An European Parliament delegation announced its support for Taiwan and pledged to step up cooperation with the self-ruled island

Amid growing tensions with China, a European Parliament delegation has announced its support for Taiwan and pledged to step up cooperation with the self-ruled island, which is also claimed by China.

The head of a European Parliament delegation which is on its first official visit to Taiwan said that it’s ‘high time’ for the European Union to step up cooperation with Taiwan.

“Europe is standing with you, by you, in the defence of freedom and the defence of rule of law and human dignity.”

The thirteen lawmakers from the EU Parliament’s committee on foreign interference in democratic processes met with Taiwanese President Tsai Ing-wen on the second day of their three-day visit.

“We came here with a very simple, very clear message. You are not alone,” said Raphael Glucksmann, the French chair of the committee. “It is high time for the European Union to step up its cooperation with Taiwan,” she said.

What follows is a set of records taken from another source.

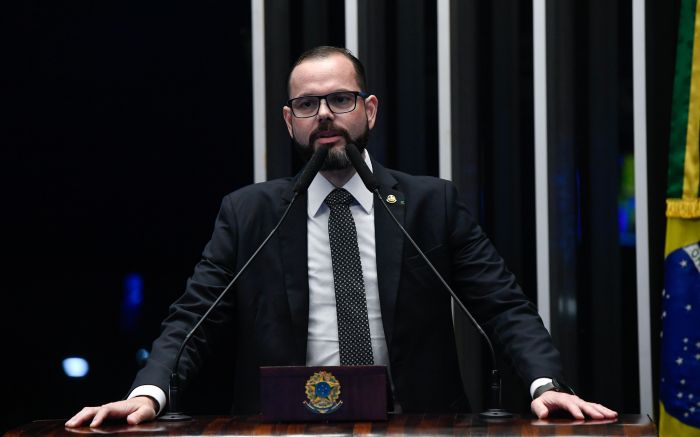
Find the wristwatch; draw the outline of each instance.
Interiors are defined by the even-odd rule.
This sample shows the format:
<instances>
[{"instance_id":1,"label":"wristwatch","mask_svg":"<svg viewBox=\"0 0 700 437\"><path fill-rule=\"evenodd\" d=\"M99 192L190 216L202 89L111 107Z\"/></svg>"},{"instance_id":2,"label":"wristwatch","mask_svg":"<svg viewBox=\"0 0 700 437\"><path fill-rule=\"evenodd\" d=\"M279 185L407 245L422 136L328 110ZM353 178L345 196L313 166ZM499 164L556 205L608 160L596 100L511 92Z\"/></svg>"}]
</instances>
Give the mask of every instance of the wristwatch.
<instances>
[{"instance_id":1,"label":"wristwatch","mask_svg":"<svg viewBox=\"0 0 700 437\"><path fill-rule=\"evenodd\" d=\"M535 393L532 395L532 399L537 399L546 391L558 391L562 393L569 393L570 395L575 395L574 391L566 385L563 381L556 378L552 378L552 382L548 382L544 385L537 387Z\"/></svg>"}]
</instances>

Tsai kept her welcome remarks short, calling the visit “highly significant” and saying Taiwan was willing to share its experience in combating disinformation and that it wants to build a “democratic alliance” against disinformation.

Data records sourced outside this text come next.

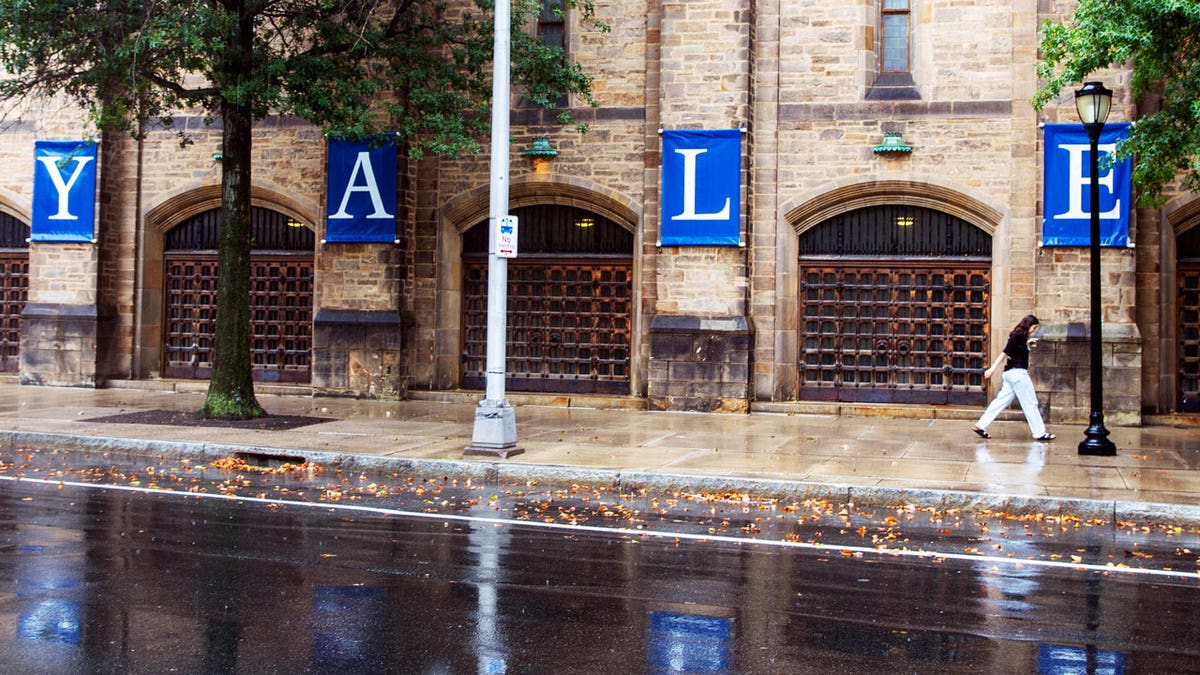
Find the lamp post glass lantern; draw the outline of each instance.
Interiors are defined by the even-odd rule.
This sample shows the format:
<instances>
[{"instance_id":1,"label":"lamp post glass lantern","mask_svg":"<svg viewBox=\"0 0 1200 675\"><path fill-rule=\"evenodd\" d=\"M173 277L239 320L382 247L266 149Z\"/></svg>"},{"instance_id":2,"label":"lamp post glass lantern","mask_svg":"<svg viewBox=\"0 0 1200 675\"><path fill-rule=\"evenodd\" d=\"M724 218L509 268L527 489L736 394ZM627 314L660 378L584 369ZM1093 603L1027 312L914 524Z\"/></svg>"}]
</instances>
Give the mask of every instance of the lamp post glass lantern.
<instances>
[{"instance_id":1,"label":"lamp post glass lantern","mask_svg":"<svg viewBox=\"0 0 1200 675\"><path fill-rule=\"evenodd\" d=\"M1112 90L1100 82L1086 82L1075 92L1075 109L1087 131L1091 144L1091 194L1088 211L1091 216L1091 381L1092 411L1088 428L1079 443L1081 455L1115 455L1117 446L1108 439L1104 427L1104 376L1101 367L1101 309L1100 309L1100 134L1112 108Z\"/></svg>"}]
</instances>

Last month, the European Parliament passed a resolution calling for the body to “intensify EU-Taiwan political relations.” The non-binding resolution also called for changing the name of the representative office in Taiwan to the European Union Office in Taiwan, and to establish a bilateral investment agreement with the island.

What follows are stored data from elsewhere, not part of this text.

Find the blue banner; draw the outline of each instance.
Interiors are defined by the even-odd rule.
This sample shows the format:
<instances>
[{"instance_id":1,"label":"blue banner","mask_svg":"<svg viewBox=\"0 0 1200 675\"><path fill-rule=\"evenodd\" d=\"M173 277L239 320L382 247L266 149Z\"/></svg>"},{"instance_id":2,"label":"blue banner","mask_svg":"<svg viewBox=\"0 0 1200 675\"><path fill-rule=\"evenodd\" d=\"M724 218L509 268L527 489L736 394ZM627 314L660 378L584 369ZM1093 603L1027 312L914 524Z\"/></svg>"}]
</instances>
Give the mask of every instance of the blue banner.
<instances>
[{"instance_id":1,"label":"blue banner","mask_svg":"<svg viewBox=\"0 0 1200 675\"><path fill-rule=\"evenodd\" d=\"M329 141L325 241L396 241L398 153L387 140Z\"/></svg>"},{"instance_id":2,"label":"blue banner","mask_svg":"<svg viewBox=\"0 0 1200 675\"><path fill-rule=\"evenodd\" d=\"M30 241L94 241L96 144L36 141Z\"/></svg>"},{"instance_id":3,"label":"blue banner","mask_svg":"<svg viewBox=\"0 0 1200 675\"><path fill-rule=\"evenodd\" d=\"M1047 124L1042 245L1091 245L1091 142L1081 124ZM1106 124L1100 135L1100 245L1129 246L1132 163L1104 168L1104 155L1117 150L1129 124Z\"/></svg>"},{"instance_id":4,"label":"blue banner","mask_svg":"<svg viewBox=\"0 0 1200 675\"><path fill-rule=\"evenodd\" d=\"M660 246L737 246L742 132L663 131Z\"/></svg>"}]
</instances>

Meanwhile, China’s Ministry of Foreign Affairs spoke out against the visit, saying it “urges the European side to correct its mistakes and not to send any wrong signals to the separatist forces of Taiwan independence, so as to avoid serious impact on China-EU relations.”

Ministry spokesperson Wang Wenbin said at a daily briefing that “the fact that Taiwan is part of China cannot be changed.” The visit comes amid growing support among Western countries for the democratic island, which China claims as part of its territory to be annexed by force if necessary, and rising negative perceptions toward Beijing.

China has sent an increasing number of fighter jets toward the island in a prolonged campaign of military harassment since at least last year when Taiwan began publicly releasing the data.